Получается спрятаться от пронзительного взгляда Юры, пока я аккуратно складываю на скамейку шапку и объёмный длинный шарф. Кажется, последний раз меня так укутывала в тёплую одежду только бабушка в младших классах школы, но у Глеба настоящий талант непринуждённо и одновременно с тем быстро добиваться желаемого, — в магазине мне достаточно было получить его сдержанное согласие на решение самой заплатить за свои вещи, чтобы заглотить крючок пьянящей свободы выбора.
И я была опьяненной и нелепо счастливой. Словно в другом измерении, где сплетались прекрасным узором на шее и приносили тепло шерстяные нити и ласковые прикосновения, а потом огни ночной столицы мерцали яркими лампочками взлётной полосы, по которой мы летели, летели в то место, что постепенно становилось для меня домом.
Теперь приходится расплачиваться за свой выбор. Крепче сжимать пальцами ремешок сумки и встречаться с негодованием преданного мной мужчины лицом к лицу, стоя под шумящей и подмигивающей ехидно люминесцентной лампой.
«В горе и в радости».
Не сложилось.
— Не смей больше говорить мне об этом, — рычит он, оглядываясь на проходящую в конце коридора медсестру и оттого сильно понижая голос. И так получается даже хуже любого крика: лицо его приобретает черты пугающие, нечеловечески заострённые, подчёркнутые расплескавшейся тёмной краской теней. — У тебя вообще есть совесть, а, Люсь? Ты довела мою мать, а стоило ей только прийти в себя, как сразу за меня принялась? Мало мне проблем, да? Решила сверху добавить?!

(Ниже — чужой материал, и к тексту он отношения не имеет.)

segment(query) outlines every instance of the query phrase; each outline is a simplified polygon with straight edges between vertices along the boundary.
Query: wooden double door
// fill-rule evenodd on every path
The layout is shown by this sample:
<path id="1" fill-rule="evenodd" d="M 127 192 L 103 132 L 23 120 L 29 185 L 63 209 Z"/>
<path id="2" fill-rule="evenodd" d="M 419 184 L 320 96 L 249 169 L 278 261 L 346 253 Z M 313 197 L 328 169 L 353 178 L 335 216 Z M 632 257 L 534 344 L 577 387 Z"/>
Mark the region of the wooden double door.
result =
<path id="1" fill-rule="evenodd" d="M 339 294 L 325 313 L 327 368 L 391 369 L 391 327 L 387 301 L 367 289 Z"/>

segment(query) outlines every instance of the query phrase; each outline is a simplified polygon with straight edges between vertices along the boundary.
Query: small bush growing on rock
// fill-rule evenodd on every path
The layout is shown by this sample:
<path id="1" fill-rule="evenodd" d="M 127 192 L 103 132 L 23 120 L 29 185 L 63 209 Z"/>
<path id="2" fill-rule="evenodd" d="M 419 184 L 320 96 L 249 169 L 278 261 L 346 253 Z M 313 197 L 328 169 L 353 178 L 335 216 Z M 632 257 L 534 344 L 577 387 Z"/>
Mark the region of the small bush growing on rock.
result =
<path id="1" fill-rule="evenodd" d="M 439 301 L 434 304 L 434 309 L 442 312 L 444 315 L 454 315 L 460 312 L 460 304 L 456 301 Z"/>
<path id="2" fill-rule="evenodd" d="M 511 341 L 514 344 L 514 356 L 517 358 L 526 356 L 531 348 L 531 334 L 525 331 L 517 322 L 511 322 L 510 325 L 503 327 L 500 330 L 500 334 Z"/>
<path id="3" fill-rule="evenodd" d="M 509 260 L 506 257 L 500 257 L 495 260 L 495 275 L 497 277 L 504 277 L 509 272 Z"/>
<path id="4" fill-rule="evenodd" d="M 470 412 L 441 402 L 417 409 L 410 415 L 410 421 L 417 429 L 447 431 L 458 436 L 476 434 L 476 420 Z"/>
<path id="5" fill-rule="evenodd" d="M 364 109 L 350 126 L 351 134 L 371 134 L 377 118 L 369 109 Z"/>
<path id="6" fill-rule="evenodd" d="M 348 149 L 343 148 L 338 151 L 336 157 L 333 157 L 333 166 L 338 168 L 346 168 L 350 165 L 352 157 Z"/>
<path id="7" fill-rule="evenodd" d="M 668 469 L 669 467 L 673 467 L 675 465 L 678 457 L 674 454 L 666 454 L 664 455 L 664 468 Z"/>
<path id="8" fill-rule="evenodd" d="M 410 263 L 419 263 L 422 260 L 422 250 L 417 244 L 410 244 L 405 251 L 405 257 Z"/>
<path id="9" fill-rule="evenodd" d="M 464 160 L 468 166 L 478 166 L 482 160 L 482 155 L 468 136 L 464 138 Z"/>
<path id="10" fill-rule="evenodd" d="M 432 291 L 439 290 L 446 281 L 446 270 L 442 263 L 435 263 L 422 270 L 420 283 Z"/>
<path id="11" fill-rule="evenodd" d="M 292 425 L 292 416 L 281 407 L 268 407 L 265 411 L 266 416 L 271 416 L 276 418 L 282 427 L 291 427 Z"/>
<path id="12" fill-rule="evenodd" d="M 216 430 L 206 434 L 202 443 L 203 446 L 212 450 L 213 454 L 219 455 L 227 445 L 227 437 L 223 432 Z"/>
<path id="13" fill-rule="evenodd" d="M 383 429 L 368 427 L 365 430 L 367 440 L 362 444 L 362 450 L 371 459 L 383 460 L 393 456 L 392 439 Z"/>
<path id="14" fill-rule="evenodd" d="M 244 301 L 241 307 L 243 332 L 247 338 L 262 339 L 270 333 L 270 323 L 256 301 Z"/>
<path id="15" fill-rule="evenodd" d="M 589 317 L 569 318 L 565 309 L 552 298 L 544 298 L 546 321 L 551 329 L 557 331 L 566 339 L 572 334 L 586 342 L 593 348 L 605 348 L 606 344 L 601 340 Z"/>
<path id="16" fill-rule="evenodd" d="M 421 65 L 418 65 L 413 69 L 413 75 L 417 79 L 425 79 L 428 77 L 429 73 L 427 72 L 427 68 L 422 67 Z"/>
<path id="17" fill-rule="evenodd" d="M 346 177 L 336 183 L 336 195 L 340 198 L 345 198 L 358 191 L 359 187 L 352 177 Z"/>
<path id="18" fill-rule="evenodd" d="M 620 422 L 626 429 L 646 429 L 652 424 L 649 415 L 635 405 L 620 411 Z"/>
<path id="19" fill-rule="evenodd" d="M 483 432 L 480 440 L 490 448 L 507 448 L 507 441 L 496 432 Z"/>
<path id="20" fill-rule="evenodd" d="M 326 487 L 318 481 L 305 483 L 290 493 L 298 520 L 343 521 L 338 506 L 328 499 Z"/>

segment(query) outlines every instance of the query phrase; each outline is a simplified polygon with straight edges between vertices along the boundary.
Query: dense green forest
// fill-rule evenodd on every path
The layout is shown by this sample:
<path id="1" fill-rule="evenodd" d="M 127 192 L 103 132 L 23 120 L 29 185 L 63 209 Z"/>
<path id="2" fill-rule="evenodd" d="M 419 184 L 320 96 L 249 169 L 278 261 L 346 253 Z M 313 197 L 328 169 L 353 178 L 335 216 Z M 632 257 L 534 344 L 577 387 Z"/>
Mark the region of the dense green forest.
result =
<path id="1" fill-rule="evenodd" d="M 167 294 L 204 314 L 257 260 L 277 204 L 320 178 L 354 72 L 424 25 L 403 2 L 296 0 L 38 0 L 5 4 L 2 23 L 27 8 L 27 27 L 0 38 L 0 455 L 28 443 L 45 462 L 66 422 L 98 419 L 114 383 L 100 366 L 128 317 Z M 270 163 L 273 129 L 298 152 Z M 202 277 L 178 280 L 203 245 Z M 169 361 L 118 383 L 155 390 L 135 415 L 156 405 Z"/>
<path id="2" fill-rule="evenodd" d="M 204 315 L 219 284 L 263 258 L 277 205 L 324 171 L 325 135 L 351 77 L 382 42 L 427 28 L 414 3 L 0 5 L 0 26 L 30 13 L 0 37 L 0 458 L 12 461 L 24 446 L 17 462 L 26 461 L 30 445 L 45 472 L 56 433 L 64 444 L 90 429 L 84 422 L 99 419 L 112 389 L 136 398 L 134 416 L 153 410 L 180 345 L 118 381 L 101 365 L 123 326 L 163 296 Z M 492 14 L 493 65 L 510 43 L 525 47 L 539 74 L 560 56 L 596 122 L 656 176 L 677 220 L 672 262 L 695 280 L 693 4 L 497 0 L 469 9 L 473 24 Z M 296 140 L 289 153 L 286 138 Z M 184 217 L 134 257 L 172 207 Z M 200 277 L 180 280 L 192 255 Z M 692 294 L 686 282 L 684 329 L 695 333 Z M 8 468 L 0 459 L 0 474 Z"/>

— Мне жаль, что всё так получилось с твоей мамой. Но ты ведь и сам должен понимать, что сейчас всем будет лучше, если я как можно быстрее исчезну из вашей жизни.
— То есть я столько лет тянул тебя балластом, в надежде, что рано или поздно ты перестанешь быть ёбаной эгоисткой со своими бесконечными «хочу-не хочу», а в итоге получаю… — он хватает меня за запястье правой руки и вертит ею, картинно демонстрируя отсутствие обручального кольца, — вот это. Такая у тебя благодарность? Так ты говоришь мне «спасибо» за всё, что я для тебя сделал?
— Я тебя об этом не просила, — мне хватает всего-то несколько секунд, чтобы растерять всю прежнюю уверенность, и вслед за его кривой ухмылкой раздосадовано прикусить нижнюю губу.
Потому что не просила, но принимала. С радостью, с восторгом, с нежащим самолюбие ощущением собственной значимости и внезапно появившихся мыслей, что могу быть действительно достойна всего, что он мне давал.
И чёрт бы с ними, с деньгами! Я хотела любви, любви, ещё больше любви!
Даже если ради этого нужно было притвориться кем-то другим.
— Сразу чувствуется влияние твоей матери. Решила теперь брать с неё пример, Люсь?
— Я не тыкаю тебя носом в присутствие твоей матери во всей нашей семейной жизни, — устало отзываюсь я и сдавливаю переносицу пальцами, чтобы сдержать настойчиво рвущиеся наружу слёзы. Отныне ему нельзя их показывать: или окончательно раздавит меня одним яростным, точным и стремительным выпадом, или бросится утешать, как случалось раньше. И оба варианта повлекут за собой слишком много боли.
— То есть теперь тебе ещё и моя мать не угодила?
— Это я всем вам не угодила, Юр. Тебе не надоело ждать, что когда-нибудь мне удастся стать той, кто тебе на самом деле нужен? Ты ведь схватился за кусок деревяшки и держишься, надеясь, что он обернётся слитком золота. А этого не случится. И мне не по силам дать тебе желаемое.
— В том-то и проблема, что по силам. Ты просто не хочешь! — от резкого пинка скамейка ударяется прямо в стену, оставляя тёмные вмятины-полосы на краске, и задевает ножкой батарею, разнося грохот по всему коридору.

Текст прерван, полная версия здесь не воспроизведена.